Bankruptcy Judge Mary F. Walrath ruled that Washington Mutual shareholders are not automatically barred by bankruptcy law from suing to try to force the company to hold the meeting. The shareholders want to hold an annual meeting so they can replace the board of directors of Washington Mutual which filed bankruptcy in 2008 after being seized by regulators and sold to JPMorgan for $1.9 billion.
Shareholders have been “denied a chance to put their chosen representatives on the board,” shareholder attorney Stephen D. Susman said today in court.
Washington Mutual announced in March 2010 that it was beginning it final push to end the Chapter 11 bankruptcy by settling a 19 month court battle with the FDIC and JP Morgan Chase & Company. However, Washington Mutual shareholders are against the settlement because they would get nothing when WaMu liquidates it remaining assets. The settlement involves ownership of $4 billion in deposits currently held by JPMorgan and how to divided two tax refunds expected to be worth about $5.6 billion.

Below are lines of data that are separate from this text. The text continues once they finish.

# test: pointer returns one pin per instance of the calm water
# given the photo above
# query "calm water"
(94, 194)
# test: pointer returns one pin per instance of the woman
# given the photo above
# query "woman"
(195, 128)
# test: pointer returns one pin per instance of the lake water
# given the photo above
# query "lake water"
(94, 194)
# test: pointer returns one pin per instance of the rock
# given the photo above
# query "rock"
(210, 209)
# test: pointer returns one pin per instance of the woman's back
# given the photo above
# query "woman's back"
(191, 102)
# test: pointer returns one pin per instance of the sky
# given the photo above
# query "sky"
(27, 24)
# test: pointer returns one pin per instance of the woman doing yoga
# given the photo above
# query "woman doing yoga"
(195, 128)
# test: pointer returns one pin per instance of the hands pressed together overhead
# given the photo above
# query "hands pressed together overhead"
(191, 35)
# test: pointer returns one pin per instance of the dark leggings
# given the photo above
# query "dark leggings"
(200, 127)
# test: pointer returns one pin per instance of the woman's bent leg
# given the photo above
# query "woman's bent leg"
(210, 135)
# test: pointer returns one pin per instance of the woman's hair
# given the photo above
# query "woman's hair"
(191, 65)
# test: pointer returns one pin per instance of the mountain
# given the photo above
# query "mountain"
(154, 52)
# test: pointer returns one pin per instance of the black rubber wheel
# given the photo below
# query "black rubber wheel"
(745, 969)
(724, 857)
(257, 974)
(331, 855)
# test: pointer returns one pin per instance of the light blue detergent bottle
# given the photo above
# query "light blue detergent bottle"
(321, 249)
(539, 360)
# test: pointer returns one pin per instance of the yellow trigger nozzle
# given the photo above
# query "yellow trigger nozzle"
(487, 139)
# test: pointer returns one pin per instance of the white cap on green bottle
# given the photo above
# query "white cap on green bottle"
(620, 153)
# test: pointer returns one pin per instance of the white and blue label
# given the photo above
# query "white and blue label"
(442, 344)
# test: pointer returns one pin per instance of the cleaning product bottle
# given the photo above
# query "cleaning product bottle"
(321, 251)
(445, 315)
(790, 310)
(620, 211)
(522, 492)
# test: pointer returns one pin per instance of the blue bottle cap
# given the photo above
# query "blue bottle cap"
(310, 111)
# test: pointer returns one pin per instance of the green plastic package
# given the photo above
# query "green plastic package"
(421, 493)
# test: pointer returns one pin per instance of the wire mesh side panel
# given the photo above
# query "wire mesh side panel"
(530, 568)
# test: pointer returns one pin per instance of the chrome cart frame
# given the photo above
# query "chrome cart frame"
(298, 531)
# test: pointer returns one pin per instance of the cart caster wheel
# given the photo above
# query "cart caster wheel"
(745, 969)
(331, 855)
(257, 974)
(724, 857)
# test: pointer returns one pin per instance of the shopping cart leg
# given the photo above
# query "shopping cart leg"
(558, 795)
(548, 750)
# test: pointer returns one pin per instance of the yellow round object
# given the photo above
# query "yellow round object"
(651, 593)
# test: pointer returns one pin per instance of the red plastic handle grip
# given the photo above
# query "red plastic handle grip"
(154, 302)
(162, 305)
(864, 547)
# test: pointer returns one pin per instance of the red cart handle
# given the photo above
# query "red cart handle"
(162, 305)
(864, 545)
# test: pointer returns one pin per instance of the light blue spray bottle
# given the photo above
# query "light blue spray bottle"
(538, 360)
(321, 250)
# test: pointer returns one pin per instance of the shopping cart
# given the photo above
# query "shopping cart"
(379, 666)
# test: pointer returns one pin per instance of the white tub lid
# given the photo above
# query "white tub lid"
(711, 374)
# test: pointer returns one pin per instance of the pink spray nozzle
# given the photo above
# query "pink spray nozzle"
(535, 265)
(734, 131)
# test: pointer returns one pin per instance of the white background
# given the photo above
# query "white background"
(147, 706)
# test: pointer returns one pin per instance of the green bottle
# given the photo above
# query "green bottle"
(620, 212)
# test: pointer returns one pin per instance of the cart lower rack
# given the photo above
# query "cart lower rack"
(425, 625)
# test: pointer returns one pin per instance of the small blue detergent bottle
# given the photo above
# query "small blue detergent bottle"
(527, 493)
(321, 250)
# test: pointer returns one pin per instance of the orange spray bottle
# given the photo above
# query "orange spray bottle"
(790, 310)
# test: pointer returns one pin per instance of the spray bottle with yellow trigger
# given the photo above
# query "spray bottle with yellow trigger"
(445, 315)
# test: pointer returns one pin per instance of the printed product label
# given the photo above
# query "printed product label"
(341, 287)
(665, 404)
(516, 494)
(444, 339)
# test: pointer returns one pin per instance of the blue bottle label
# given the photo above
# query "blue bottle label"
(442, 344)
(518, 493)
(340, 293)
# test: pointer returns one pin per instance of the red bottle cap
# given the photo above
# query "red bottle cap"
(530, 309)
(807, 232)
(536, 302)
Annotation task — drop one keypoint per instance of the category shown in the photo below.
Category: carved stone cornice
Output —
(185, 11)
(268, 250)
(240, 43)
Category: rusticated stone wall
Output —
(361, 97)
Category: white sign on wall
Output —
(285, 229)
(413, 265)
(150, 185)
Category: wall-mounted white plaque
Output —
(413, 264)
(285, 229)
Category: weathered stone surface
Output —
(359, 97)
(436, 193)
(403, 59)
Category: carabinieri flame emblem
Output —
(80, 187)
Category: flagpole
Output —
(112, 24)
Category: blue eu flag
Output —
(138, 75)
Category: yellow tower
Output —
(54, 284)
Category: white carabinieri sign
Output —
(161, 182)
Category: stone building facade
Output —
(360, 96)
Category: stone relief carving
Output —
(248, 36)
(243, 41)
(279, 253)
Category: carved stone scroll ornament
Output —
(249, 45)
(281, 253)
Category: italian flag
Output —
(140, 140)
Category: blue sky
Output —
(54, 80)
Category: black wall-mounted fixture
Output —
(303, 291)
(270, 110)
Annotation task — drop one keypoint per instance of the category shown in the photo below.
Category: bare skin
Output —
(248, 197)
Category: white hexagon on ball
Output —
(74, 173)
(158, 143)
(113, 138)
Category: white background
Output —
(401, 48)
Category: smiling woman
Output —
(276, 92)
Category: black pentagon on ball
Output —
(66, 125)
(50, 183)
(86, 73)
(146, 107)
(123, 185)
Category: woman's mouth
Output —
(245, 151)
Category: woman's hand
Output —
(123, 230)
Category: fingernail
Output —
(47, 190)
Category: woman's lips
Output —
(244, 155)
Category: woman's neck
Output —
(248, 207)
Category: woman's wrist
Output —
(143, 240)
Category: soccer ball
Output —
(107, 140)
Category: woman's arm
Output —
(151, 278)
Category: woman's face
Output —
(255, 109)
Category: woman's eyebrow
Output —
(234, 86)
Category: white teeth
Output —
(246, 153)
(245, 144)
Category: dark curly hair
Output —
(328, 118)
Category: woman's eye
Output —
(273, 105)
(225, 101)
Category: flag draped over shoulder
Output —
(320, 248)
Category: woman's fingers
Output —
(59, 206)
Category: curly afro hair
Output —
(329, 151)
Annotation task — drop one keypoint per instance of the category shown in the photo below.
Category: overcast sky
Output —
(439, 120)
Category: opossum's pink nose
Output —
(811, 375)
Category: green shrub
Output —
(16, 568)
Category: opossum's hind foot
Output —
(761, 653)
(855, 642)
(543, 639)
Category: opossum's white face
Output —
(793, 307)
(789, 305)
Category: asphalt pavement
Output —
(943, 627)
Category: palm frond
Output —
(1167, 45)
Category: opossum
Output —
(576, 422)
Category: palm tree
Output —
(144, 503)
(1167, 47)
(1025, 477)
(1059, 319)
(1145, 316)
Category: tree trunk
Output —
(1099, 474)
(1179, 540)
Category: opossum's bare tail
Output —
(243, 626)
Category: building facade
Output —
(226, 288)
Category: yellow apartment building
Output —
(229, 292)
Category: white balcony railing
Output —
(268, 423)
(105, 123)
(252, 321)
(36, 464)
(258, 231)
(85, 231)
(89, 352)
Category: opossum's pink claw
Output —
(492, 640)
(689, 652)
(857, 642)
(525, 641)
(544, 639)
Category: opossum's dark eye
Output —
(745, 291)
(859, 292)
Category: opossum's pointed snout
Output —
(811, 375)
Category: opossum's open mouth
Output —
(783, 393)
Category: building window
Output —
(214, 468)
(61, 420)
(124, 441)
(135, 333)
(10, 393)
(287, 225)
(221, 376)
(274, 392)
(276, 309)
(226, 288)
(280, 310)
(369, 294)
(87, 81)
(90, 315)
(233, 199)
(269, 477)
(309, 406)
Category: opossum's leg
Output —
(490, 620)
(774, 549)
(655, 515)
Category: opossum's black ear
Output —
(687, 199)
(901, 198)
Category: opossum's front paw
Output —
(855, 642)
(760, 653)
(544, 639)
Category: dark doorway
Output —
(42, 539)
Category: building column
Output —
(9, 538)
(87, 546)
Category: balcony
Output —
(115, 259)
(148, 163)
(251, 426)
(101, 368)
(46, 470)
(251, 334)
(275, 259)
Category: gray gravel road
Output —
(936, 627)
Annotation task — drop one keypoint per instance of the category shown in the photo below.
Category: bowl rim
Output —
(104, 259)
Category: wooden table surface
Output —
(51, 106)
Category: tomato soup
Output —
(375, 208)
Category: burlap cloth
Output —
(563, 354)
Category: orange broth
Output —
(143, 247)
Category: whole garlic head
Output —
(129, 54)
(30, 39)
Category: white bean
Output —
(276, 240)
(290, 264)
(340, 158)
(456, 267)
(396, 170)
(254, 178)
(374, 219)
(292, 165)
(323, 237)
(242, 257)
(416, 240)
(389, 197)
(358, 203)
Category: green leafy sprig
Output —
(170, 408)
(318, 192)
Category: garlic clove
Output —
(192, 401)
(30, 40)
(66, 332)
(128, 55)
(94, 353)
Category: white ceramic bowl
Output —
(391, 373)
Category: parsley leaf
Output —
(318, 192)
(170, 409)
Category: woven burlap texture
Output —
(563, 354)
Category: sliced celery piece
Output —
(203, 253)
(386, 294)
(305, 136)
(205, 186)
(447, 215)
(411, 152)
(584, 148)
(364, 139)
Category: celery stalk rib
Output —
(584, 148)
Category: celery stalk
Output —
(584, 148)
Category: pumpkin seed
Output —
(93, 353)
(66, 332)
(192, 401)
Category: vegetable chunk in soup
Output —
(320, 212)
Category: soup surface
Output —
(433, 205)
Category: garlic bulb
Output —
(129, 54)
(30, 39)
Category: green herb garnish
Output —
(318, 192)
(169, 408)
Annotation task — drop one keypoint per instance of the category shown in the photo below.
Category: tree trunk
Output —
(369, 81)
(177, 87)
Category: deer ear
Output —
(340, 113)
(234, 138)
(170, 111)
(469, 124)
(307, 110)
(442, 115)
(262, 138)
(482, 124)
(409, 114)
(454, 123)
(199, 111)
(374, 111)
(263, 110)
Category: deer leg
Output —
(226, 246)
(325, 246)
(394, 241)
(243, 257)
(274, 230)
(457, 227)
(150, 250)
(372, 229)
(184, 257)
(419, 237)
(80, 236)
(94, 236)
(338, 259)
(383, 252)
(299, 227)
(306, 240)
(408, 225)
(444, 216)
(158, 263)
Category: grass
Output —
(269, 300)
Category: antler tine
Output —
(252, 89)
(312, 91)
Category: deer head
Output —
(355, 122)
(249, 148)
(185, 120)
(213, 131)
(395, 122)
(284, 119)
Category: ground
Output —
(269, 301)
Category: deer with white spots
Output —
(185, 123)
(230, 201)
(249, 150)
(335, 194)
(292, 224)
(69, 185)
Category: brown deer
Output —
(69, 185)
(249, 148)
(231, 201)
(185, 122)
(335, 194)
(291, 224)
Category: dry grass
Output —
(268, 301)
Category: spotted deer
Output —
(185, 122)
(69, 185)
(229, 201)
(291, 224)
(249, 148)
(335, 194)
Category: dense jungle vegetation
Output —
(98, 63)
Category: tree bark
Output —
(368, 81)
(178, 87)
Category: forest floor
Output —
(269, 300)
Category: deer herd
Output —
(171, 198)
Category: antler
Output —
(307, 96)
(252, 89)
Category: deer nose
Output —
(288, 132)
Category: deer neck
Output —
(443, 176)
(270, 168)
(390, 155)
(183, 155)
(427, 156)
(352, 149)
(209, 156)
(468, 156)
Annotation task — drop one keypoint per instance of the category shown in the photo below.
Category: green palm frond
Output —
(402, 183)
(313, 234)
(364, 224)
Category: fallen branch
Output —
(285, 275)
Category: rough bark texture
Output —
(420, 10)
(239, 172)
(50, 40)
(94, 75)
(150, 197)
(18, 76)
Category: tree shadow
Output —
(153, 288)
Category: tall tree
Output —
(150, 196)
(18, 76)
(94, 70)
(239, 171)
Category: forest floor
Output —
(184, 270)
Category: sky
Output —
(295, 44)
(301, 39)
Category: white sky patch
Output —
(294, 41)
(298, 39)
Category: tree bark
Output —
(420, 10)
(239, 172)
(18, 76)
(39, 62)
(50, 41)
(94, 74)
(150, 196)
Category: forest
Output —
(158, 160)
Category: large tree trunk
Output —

Bankruptcy Judge Walrath’s decision could drastically change the experience of large corporations filing Chapter 11 bankruptcy. The ability to change the board of directors during bankruptcy could potentially give shareholders a lot more leverage to negotiate better settlements during Chapter 11 bankruptcy. If the shareholders successfully sue and are granted the right to hold their annual meeting, WaMu could be forced to renegotiate their settlement and include the shareholders in on the deal. A matter of fact, Walrath’s decision alone may be enough to force WaMu to reconsider its position and come up with some type of concessions for the shareholders.